Constant Curvature Black Hole and Dual Field Theory

TL;DR

This work analyzes a five-dimensional constant-curvature black hole in AdS$_5$, obtained by identifying points along a Killing vector, which yields a time-dependent exterior and a boundary with geometry $dS_3\times S^1$. Using holographic renormalization with a surface counterterm, the authors compute the quasilocal gravitational stress-energy and map it to the dual CFT stress-energy on the boundary, finding a traceless stress tensor with negative energy density and no Casimir contribution, independent of the mass parameter $r_+$. The boundary CFT resides on a dynamical spacetime, and the results tie the spacetime to the concept of a bubble of nothing in the $r_0=0$ limit discussed by Balasubramanian and Ross. The study clarifies holographic aspects of time-dependent backgrounds and their relation to bubbles of nothing, and it outlines directions for further work such as Wilson loops and higher-dimensional generalizations.

Abstract

We consider a five-dimensional constant curvature black hole, which is constructed by identifying some points along a Killing vector in a five-dimensional AdS space. The black hole has the topology M_4 times S^1, its exterior is time-dependent and its boundary metric is of the form of a three-dimensional de Sitter space times a circle, which means that the dual conformal field theory resides on a dynamical spacetime.
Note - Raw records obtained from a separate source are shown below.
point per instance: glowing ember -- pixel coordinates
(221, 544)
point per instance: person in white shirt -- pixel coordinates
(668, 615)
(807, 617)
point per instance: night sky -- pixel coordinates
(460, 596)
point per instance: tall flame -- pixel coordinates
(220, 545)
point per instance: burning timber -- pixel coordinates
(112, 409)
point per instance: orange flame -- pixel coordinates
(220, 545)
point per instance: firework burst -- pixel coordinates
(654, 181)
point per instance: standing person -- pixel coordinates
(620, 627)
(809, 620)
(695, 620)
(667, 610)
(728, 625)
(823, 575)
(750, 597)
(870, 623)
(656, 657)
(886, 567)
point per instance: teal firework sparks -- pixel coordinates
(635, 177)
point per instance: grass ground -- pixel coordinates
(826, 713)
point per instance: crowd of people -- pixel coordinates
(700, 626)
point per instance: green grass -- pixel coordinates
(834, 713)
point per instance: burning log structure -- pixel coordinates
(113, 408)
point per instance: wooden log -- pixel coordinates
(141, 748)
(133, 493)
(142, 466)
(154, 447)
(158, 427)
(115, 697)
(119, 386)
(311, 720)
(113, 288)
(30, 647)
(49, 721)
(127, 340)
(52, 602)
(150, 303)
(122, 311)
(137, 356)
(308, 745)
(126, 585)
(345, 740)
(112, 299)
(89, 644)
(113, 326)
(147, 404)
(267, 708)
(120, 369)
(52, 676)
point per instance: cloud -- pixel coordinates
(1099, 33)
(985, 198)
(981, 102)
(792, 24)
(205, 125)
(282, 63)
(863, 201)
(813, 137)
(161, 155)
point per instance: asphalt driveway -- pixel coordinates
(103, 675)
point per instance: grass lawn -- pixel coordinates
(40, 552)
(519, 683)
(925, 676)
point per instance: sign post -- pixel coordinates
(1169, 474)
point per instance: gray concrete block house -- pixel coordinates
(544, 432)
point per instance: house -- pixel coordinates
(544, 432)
We calculate the quasilocal stress-energy tensor of the gravitational background and then the stress-energy tenor of the dual conformal field theory. It is found that the trace of the tensor does indeed vanish, as expected. Further we find that the constant curvature black hole spacetime is just the "bubble of nothing" resulting from Schwarzschild-AdS black holes when the mass parameter of the latter vanishes.